Arapahoe High School Active Shooter Post-Incident Review

*NEW* Arapahoe High School Active Shooter Post-Incident Review report (PDF, 1.5MB)

Presentation of Findings from the Post-Incident Review of the Arapaho High School Shooting

Arapahoe High School

As outlined in a blog last week and reported in Campus Safety Magazine, Safe Havens International conducted a pro bono independent review of the active shooter incident that occurred at Arapaho High School in Littleton, Colorado in 2013.  This review was conducted as part of an arbitration process agreed to by the Littleton Public School District (LPS) and the parents of Arapaho High School student Claire Davis, who was killed in the attack.  I presented the findings of our team to the Littleton Public School Board last Thursday.  Dr. Linda Kanan and Dr. John Nicolletti also presented to the board on a separate report they prepared with the assistance of Dr. Sara Gorrido and Mariya Dvoskina. This meeting was followed by a press conference.

The following day, we presented our findings to a subcommittee of the Colorado Legislature at the State Capitol.  Two experts who conducted a review for the Davis family also presented their findings to the committee.  The well-attended hearing lasted four and a half hours. A major focus of the post-incident reviews were on student threat evaluation and why no students used state’s Safe2Tell anonymous reporting line even though the school participated in this program at the time of the shooting.

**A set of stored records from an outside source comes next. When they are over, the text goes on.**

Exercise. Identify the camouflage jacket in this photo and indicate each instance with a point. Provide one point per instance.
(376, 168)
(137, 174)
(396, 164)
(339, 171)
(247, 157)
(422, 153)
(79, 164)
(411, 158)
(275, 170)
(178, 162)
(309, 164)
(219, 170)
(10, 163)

Looking Comprehensively at School Shootings

During this process, Dr. Kanan has mentioned to me that there is a dangerous tendency for people to try to boil school shootings down into overly simplified concepts.  I agree with her concerns.  One important caution in the Safe Havens report involved the need to look comprehensively at the prevention of active shooter incidents.  While these two topical areas are clearly important and were among a number of important aspects of this particular case, we cautioned that a number of active shooter events at K12 schools did not involved currently enrolled students.  For example, two of the nation’s three most deadly K12 school shootings to date involved attackers who were not currently enrolled students at the time of their attacks.  As these three attacks account for roughly 70% of all homicides by active shooter deaths in K12 schools in the United States from 1998 to 2013, it is important to remember that prevention strategies must address outside aggressors as well as student attackers.  An over-reliance on only a few prevention strategies can leave gaps that are easily exploited by future attackers.

Lessons Learned

The unique arbitration process will help educators, mental health professionals, school safety practitioners and legislators better understand how this tragedy occurred.  There were some points of agreement between the three evaluation teams as well as some very significant differences. When carefully read, the reports can also shed light into ways to enhance our ability to try to prevent future school attacks.   We hope that those how are concerned about school violence prevention will learn from this process.